When people ask me what I miss, though, I have to talk about what living in such a diverse city taught me. I miss it just being a given that there would be people of several different races, genders, abilities and religions at any gathering. I miss my LGBTQ synagogue; I miss singing karaoke with Catholic musicians after their Mass. I miss the reassurance that there would be elevators everywhere, and having friends who sign fluently while they speak. I think there are many things we could learn from more diverse places, but there’s lots to love about living in Stettler.
Not that there haven’t been weird moments of adjustment. I work with kids--I’ve taught preschool and nannied for Madison Avenue types. So when I see children unattended in public, I lose my mind for a second. I have to remind myself that rural kids know how to navigate their world, and that there aren’t taxis careening around every corner to flatten them. The kids whose hands I tightly held through Times Square at rush hour, with my cell phone number written on their arms, would be safe to run through a playground here while I relaxed on a bench. I’ve been astonished at the social skills even the smallest children develop when there’s no need for an adult to hover constantly.
In the city, we arranged play dates and coached toddlers to share and say please. We were all helicopters. It’s the lesser of two bad choices, really--I can’t adequately describe the fear of running towards a baby, still in a diaper, who’d climbed up to the top of the monkey bars while his nanny’s head was turned.
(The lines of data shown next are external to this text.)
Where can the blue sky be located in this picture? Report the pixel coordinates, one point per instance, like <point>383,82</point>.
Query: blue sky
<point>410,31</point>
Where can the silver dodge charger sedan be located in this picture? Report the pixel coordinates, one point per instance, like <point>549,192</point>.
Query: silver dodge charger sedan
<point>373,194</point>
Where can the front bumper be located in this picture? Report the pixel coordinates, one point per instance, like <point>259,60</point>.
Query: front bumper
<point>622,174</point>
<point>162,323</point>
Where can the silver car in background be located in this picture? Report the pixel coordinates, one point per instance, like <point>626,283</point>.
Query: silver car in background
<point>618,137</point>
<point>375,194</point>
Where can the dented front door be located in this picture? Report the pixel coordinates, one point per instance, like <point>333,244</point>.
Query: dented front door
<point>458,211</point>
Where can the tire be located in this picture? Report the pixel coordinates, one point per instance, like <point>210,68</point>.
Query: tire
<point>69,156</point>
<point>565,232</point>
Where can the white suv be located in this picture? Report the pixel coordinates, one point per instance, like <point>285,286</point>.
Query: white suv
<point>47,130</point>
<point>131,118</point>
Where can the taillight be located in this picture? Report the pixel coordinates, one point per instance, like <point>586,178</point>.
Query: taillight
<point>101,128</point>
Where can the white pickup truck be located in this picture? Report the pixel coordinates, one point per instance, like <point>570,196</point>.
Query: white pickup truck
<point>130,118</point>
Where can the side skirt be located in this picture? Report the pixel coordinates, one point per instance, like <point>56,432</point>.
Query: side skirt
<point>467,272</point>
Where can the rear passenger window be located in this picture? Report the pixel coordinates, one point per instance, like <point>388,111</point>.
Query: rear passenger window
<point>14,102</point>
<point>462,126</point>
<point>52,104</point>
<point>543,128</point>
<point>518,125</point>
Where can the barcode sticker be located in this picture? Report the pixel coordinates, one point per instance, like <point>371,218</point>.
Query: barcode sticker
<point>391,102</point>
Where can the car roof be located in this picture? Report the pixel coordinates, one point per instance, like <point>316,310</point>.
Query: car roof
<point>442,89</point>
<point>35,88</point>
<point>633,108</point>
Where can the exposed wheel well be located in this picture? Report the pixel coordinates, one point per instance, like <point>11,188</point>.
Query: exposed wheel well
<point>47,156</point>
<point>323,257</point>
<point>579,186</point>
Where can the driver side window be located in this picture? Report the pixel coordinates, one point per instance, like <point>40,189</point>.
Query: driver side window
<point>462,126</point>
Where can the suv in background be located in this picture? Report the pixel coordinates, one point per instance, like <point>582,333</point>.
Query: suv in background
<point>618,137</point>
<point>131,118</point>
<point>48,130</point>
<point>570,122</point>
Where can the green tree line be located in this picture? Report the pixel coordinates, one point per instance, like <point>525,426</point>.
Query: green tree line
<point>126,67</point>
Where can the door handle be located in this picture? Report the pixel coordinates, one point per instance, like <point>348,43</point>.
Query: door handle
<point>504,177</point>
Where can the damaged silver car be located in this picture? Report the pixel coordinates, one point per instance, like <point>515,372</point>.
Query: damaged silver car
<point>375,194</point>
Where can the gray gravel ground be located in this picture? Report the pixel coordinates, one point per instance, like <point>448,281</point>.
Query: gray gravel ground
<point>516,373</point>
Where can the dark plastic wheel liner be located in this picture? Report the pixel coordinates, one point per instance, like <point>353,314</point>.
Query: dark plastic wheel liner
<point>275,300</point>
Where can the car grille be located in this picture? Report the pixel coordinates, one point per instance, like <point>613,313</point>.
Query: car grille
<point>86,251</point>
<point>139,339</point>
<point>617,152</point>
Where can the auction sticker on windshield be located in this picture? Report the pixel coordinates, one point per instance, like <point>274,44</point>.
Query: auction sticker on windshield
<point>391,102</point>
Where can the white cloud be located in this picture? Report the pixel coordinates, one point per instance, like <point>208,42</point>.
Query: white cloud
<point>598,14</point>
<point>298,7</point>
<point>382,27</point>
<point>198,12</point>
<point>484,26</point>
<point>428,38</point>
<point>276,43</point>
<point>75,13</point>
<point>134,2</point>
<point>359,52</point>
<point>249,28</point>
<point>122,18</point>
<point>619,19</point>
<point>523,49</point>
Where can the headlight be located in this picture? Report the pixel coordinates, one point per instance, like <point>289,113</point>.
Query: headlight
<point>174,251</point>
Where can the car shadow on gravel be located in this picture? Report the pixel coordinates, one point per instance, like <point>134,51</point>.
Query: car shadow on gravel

Both were strangers to me, and it’s been ten years, but any parent or caretaker knows the infinite ways they could possibly get it wrong in an instant.
It’s not an understatement to say that I had a panic attack the day we found a playground by the Metropolitan Museum of Art, on Fifth Avenue, and realized how close we were to traffic. You could feel the breeze from speeding cars. Playgrounds are surrounded by locking, wrought-iron fences in NYC, but that didn’t stop me from visualizing all of the things that could have happened. It isn’t that people are worse or scarier in the big city--it’s that there are more of them, ten million of them, and so there are more terrible things to be constantly afraid of for your children. There are just more slippery staircases, more elevator doors to close on their fingers, more public bathrooms to navigate.
So we hover. We carry toddlers down the stairs rather than wait for them to walk, because there are hundreds of people behind us. We hold hands with ten-year-olds, because they’re easily distracted and can get lost in a crowd. And kids don’t travel alone until they’re teenagers, unless an older friend can chaperone. You just can’t risk the worst, not with kids. But it’s got a downside.
By the time my charges were in preschool, they were being test-prepped within an inch of their lives to get into the best kindergartens. Parents want so much for their kids that their local school is never good enough. Good kindergartens produce kids who go to good grade schools, which produce kids who go to good universities. Between supervised play, supervised homework, and school itself, kids in the city don’t get enough time to trust their own guts. To be bored, to wander around and see what there is to do.
Farm kids build forts. Farm kids build entire towns, stage rodeos with rocking horses, venture into the woods to find a space for themselves.
Where in New York City could we allow a child to wander off beyond sight of adults, just trusting them to know how to do the work of childhood? We’re stuck in a strange place there; in order to keep children safe, we have to fence them in.
I’ve finally stopped running for the nearest adult when I see a kid reading alone in the Stettler library, thank goodness. And with the ubiquity of cell phones, I know that kids know enough trusted adults in a small town to find someone to “call mom” if they’re in trouble, or do it themselves. That’s definitely the bright side to everyone knowing who you are. But it still throws me for a loop sometimes.
About a week after moving here, we were walking down the street near the post office. A truck drove by, and a man I’d never met took his hand off the wheel and waved to us.
I stopped in my tracks and grabbed my partner’s hand. “What do we do now?” I panicked. “What does he want?” If you grew up here, you’re probably laughing.
“We wave back,” he said, and I did, with my jaw on the ground. I was sure he was going to wave us over and take us away in his truck to be murdered in a cornfield where no one would ever find us again. I still flinch when strangers make direct eye contact. My first instinct is to stare into my phone to avoid a subway sermon or a lecture about lizard people. Strangers being perfectly rational and kind people is a pretty cool phenomenon, and I hope I eventually get used to it.